This year’s AL Cy young winner, Seattle Mariners Felix Hernandez beat out Yankees ace CC Sabathia and the Tampa Bay Rays young pup David Price, and for that one can only think, “Thank god.”

The voters, for the second year running, rightfully ignored the win/loss column on the respective stat lines of each player, and rightfully gave the award to a man who won 13 games, and lost 12.

If you were to tell this to a baseball writer who lived and wrote in the Sixties, or even the Nineties, they would be irate.

“Daggummit,” you would hear, “how can a fella barely crack .500 and be the best darn pitcher in the dagum league?”  And yes, writers of yesteryear all talked like an 1840s gold prospector if you were curious.

The only other player to win the award with as few wins in the history of the Cy Young award was Fernando Valenzuela, who went 13-7, who won the award in 1981, a strike shortened season.

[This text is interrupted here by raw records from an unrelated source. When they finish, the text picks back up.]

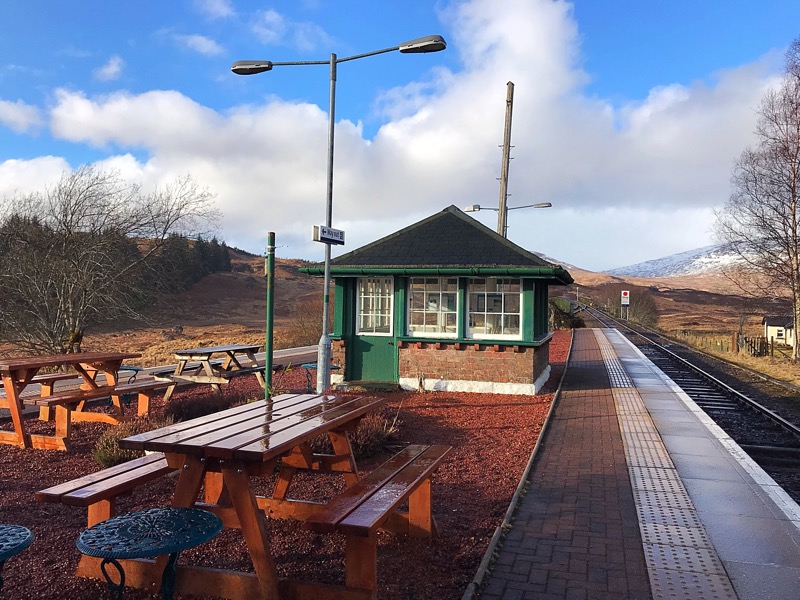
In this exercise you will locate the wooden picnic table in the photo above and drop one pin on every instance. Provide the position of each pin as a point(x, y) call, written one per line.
point(98, 370)
point(225, 451)
point(197, 365)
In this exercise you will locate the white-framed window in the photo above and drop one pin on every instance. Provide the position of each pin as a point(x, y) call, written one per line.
point(494, 307)
point(433, 306)
point(375, 303)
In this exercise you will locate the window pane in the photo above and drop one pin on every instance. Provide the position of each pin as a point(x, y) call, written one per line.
point(511, 325)
point(494, 323)
point(494, 303)
point(511, 303)
point(449, 302)
point(375, 304)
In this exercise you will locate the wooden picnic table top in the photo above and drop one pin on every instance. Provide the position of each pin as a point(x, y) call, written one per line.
point(258, 431)
point(53, 360)
point(215, 349)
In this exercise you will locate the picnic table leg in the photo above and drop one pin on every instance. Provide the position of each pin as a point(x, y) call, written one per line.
point(178, 371)
point(343, 449)
point(20, 437)
point(251, 520)
point(420, 514)
point(210, 372)
point(63, 423)
point(45, 412)
point(259, 374)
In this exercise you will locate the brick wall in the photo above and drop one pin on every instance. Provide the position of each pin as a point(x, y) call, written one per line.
point(473, 362)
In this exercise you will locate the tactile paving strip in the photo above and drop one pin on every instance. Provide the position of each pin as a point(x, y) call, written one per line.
point(690, 585)
point(616, 372)
point(674, 535)
point(682, 563)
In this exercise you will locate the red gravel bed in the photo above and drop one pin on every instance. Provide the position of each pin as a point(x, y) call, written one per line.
point(492, 438)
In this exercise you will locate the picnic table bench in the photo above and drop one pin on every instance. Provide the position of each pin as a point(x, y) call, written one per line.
point(195, 365)
point(227, 450)
point(98, 492)
point(95, 375)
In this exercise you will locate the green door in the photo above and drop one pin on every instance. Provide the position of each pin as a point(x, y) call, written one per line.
point(372, 355)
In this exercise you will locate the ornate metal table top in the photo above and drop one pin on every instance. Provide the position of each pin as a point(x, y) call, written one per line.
point(13, 539)
point(150, 532)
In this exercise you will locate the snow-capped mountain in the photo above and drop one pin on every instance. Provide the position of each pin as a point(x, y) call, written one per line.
point(692, 262)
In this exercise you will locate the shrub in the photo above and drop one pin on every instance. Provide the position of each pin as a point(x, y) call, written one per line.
point(191, 407)
point(374, 431)
point(107, 452)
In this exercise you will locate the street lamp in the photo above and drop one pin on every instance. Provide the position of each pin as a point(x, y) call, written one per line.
point(430, 43)
point(504, 233)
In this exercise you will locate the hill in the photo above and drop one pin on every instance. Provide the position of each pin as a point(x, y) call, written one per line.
point(710, 259)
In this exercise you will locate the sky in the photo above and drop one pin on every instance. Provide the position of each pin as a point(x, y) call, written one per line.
point(627, 115)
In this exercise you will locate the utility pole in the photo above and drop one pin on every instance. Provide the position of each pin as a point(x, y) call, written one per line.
point(502, 213)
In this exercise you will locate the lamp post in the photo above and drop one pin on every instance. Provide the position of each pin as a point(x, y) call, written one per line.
point(431, 43)
point(504, 226)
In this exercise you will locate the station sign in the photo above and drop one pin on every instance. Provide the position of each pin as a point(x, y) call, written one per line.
point(328, 235)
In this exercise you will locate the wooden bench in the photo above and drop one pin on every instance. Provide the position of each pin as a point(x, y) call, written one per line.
point(144, 391)
point(372, 504)
point(99, 491)
point(69, 404)
point(46, 383)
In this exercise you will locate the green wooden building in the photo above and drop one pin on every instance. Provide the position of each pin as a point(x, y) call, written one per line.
point(443, 304)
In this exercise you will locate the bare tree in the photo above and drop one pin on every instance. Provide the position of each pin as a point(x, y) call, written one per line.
point(76, 254)
point(761, 219)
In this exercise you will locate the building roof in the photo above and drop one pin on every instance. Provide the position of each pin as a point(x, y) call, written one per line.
point(446, 243)
point(785, 321)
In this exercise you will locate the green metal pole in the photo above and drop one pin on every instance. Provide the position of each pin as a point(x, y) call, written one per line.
point(270, 275)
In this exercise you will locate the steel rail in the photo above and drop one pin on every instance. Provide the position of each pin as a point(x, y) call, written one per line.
point(787, 425)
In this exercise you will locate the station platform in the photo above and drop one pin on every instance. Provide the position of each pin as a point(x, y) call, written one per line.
point(634, 493)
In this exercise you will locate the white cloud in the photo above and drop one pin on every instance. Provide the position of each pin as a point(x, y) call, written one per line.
point(271, 27)
point(18, 116)
point(200, 43)
point(111, 70)
point(215, 9)
point(628, 183)
point(26, 176)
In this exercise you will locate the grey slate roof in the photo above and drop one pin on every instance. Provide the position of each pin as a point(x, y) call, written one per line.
point(447, 241)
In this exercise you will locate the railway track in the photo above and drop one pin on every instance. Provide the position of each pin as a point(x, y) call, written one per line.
point(760, 414)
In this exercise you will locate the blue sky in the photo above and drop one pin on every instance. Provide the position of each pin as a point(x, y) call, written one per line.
point(628, 115)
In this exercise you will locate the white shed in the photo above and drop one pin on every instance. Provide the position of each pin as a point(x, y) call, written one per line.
point(780, 329)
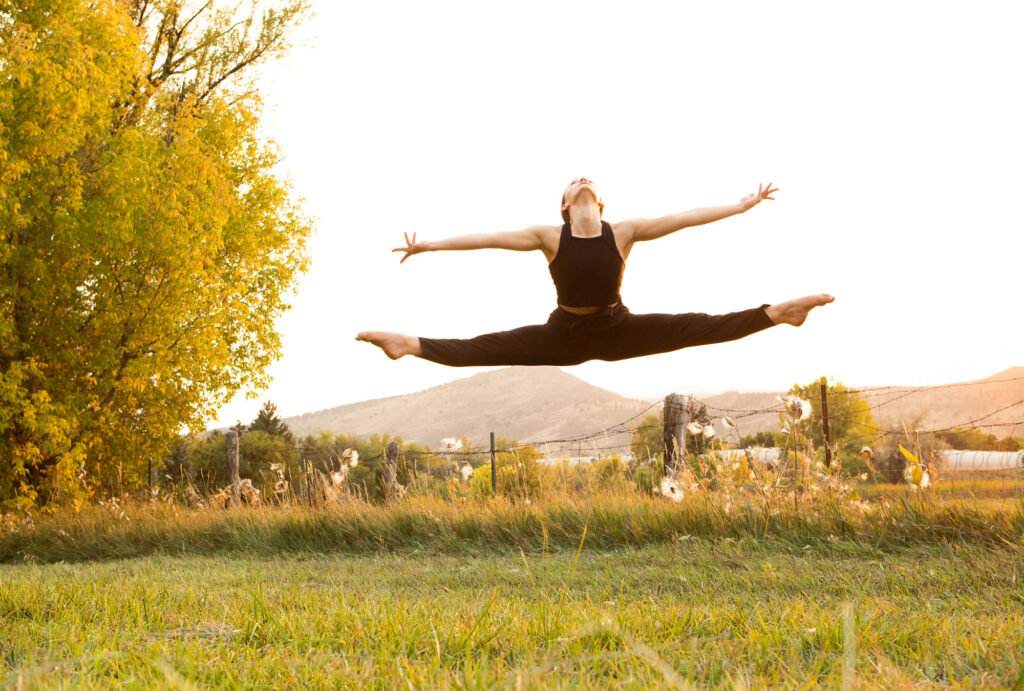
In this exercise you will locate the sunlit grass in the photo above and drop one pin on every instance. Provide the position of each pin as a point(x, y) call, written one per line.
point(592, 591)
point(694, 610)
point(437, 525)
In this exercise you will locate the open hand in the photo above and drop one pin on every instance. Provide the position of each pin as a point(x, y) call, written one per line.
point(764, 192)
point(411, 247)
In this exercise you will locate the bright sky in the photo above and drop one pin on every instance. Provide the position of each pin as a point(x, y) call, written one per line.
point(893, 129)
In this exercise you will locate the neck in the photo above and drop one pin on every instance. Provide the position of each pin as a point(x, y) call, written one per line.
point(585, 218)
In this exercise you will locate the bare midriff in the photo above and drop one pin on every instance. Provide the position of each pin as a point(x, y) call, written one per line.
point(584, 310)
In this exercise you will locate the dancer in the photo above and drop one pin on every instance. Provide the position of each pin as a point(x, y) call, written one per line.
point(587, 256)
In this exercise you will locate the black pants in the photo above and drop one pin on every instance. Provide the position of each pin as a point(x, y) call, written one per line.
point(610, 334)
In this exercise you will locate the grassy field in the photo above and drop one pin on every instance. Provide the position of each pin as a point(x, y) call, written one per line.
point(704, 611)
point(592, 592)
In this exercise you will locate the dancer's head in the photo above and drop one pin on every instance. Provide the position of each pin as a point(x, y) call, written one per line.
point(579, 186)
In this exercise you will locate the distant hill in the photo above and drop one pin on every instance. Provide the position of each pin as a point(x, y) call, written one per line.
point(523, 403)
point(536, 403)
point(924, 407)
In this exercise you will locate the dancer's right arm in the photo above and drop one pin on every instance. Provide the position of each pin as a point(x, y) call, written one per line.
point(520, 241)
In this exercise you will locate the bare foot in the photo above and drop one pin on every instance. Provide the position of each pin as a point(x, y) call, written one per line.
point(795, 311)
point(393, 345)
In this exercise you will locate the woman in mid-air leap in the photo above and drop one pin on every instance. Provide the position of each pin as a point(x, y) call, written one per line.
point(586, 257)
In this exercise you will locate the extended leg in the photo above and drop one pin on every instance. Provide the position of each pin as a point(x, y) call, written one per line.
point(648, 334)
point(540, 344)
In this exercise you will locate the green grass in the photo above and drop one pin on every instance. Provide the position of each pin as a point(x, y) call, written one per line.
point(717, 611)
point(495, 526)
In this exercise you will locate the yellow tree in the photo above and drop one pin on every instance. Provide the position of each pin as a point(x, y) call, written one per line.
point(147, 244)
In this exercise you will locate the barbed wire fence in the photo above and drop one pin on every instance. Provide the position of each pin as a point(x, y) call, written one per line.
point(617, 438)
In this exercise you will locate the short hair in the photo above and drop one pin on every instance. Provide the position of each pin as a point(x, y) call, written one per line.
point(565, 212)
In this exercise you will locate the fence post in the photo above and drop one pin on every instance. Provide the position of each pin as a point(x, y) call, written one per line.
point(231, 450)
point(675, 439)
point(390, 466)
point(824, 424)
point(494, 468)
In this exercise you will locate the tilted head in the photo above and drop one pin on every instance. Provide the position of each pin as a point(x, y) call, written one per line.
point(579, 186)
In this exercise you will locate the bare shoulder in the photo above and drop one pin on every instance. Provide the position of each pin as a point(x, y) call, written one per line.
point(624, 232)
point(548, 235)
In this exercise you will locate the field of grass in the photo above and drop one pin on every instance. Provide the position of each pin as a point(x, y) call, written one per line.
point(719, 612)
point(592, 593)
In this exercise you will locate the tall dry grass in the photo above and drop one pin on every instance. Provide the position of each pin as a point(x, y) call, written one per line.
point(611, 519)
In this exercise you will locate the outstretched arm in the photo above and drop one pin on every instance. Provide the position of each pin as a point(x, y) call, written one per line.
point(652, 228)
point(520, 241)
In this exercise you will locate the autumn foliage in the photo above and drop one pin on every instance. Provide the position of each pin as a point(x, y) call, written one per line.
point(147, 244)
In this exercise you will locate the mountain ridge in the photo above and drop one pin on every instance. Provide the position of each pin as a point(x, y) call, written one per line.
point(540, 403)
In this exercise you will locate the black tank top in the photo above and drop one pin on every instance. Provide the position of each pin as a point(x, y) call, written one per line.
point(587, 271)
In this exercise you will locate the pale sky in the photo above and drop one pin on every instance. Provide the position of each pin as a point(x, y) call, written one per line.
point(892, 128)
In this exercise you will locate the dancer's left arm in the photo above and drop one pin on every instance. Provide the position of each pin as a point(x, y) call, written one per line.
point(640, 229)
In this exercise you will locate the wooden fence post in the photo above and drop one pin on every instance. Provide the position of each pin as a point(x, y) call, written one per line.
point(675, 433)
point(231, 451)
point(494, 468)
point(824, 424)
point(390, 468)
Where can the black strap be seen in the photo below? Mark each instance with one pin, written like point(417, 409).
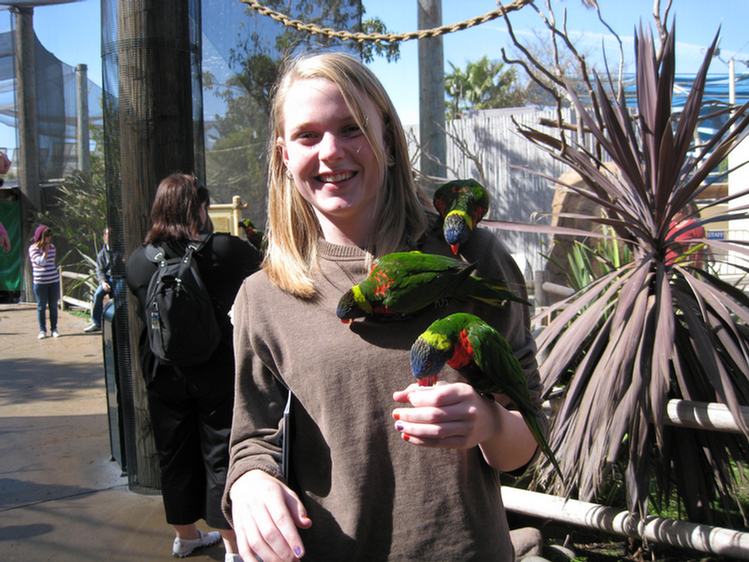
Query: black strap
point(157, 254)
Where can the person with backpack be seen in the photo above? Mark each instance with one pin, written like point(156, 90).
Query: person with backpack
point(188, 362)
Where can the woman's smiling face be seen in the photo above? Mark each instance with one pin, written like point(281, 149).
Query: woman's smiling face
point(330, 159)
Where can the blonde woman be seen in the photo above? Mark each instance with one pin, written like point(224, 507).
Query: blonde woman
point(376, 471)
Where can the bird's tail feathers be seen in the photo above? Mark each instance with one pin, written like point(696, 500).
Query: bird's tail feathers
point(489, 291)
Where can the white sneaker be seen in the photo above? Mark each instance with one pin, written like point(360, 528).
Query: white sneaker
point(182, 548)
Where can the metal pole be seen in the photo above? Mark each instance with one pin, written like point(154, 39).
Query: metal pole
point(705, 538)
point(27, 156)
point(81, 134)
point(431, 94)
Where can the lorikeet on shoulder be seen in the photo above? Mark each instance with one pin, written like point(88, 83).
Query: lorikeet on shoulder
point(403, 283)
point(254, 235)
point(462, 204)
point(479, 353)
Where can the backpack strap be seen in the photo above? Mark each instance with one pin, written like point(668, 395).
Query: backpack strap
point(157, 254)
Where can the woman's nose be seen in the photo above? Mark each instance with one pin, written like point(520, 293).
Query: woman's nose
point(331, 147)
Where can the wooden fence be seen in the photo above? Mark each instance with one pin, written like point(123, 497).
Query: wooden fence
point(66, 299)
point(511, 166)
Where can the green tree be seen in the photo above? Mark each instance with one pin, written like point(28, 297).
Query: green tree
point(484, 84)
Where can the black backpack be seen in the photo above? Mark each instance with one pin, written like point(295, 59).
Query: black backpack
point(180, 318)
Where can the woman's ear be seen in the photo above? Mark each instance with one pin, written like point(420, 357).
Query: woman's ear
point(281, 147)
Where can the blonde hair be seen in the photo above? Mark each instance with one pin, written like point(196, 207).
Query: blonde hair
point(293, 228)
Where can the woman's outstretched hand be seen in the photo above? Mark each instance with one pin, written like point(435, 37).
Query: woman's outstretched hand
point(266, 515)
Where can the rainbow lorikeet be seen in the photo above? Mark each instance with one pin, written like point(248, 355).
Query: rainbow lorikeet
point(462, 204)
point(479, 353)
point(403, 283)
point(254, 235)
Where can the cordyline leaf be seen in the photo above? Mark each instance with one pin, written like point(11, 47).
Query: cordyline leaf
point(629, 292)
point(691, 114)
point(623, 143)
point(619, 348)
point(591, 293)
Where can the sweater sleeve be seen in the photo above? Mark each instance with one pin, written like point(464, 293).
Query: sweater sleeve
point(513, 320)
point(259, 401)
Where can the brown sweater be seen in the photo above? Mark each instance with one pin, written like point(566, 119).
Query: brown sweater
point(370, 495)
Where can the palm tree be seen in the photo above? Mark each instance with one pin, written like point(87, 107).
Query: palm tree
point(483, 85)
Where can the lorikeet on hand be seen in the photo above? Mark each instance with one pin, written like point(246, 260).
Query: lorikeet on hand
point(462, 204)
point(254, 235)
point(403, 283)
point(479, 353)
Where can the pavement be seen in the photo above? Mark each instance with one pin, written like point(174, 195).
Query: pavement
point(62, 496)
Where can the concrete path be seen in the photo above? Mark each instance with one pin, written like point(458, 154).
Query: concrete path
point(61, 497)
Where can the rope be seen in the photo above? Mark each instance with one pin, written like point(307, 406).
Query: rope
point(384, 37)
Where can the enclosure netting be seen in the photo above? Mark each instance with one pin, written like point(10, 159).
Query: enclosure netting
point(234, 59)
point(56, 103)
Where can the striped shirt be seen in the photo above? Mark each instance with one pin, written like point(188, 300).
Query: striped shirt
point(44, 269)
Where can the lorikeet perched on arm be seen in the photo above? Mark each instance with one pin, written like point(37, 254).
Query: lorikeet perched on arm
point(405, 282)
point(462, 204)
point(479, 353)
point(254, 235)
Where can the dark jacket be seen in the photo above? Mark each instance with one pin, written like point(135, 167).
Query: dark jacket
point(224, 262)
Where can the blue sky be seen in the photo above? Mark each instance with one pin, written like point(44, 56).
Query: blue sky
point(72, 32)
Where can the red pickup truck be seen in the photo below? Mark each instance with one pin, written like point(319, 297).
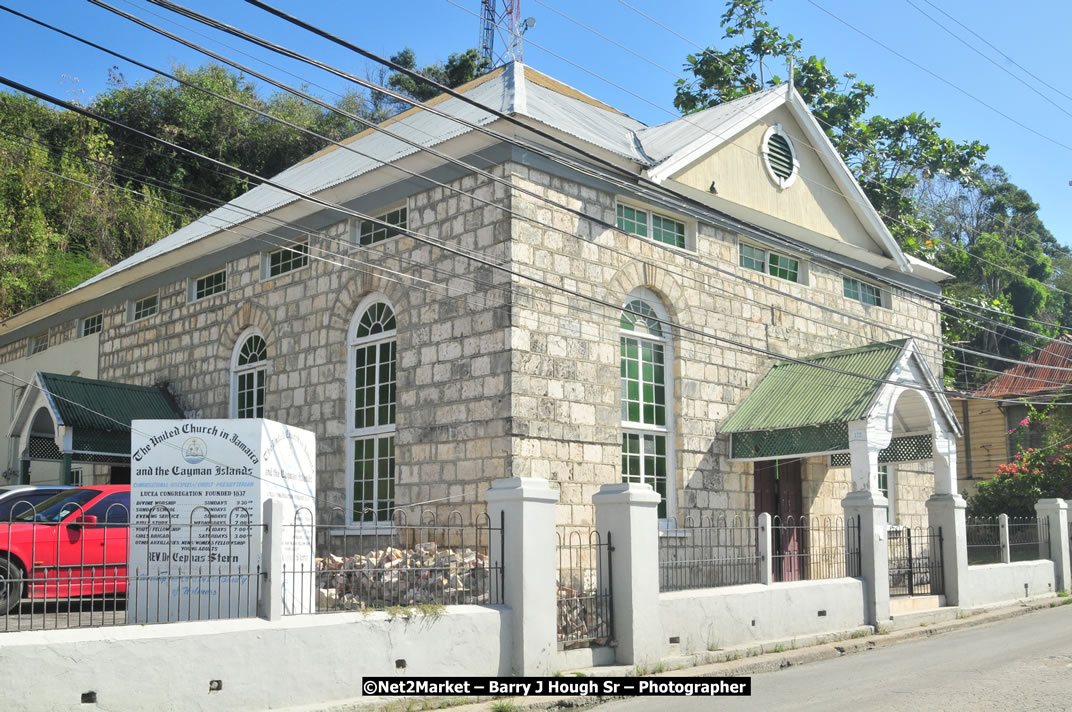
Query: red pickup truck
point(70, 546)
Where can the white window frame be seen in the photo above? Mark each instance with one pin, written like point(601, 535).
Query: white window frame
point(36, 343)
point(82, 325)
point(237, 371)
point(802, 269)
point(353, 433)
point(192, 285)
point(266, 258)
point(666, 214)
point(764, 149)
point(380, 213)
point(883, 296)
point(669, 388)
point(132, 308)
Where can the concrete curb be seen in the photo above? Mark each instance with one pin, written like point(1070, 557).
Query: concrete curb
point(742, 661)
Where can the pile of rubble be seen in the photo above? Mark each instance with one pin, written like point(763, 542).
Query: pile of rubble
point(404, 577)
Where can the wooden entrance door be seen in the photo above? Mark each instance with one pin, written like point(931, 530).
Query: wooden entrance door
point(777, 485)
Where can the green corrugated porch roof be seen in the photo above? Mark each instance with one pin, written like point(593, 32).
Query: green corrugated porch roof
point(795, 395)
point(799, 409)
point(100, 412)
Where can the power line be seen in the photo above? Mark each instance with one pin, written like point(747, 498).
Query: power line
point(881, 326)
point(423, 238)
point(941, 78)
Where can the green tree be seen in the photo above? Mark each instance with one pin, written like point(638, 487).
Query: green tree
point(989, 235)
point(888, 156)
point(459, 69)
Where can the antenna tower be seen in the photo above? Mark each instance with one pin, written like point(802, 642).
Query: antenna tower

So, Hernandez has the honor of having the fewest wins of a Cy Young Award winner who pitched a full season and didn’t have a fistful of saves.

It would have been easy for the voters to look at Price’s 19-6 record and terrific 2.72 ERA and give him the nod, or even Sabathia’s league leading 21 wins and decided that he was deserving.

Just a few short seasons ago, this is probably what would have happened, leaving the most dominant pitcher in the league with no hardware to show of his magnificent season.

Hernandez, along with his 13 wins, voiced a 2.27 ERA, the lowest in the Majors, 232 strikeouts, good for second, and a tiny 1.06 WHIP.

The writers took into account the fact that Felix could do nothing to make up for the Mariners historically terrible offense, which scored a pitiful 513 runs, and in ten of his starts this season, they were held to one or fewer runs.

In the past two seasons, three of the four Cy Young winners have had 16 or fewer wins, and have accounted for the three fewest win totals for Cy Young winners in the history of the award, a significant change in the way of voting.

Voters are now embracing the statistical revolution in baseball brought along by Bill James and the people at SABR who have brought along a slew of new statistics to evaluate players in a more accurate and sophisticated manner.

Writers have begun to favor newer, formerly frightening sounding stats from WAR, VORP, and WPA to the frighteningly simple OBP.

Long gone are the days of three main stats used to designate the best players in the league, and finally the writers and voters are catching up with that trend.

Better late than never, kudos to Felix and kudos to the writers, you guys definitely got this one right.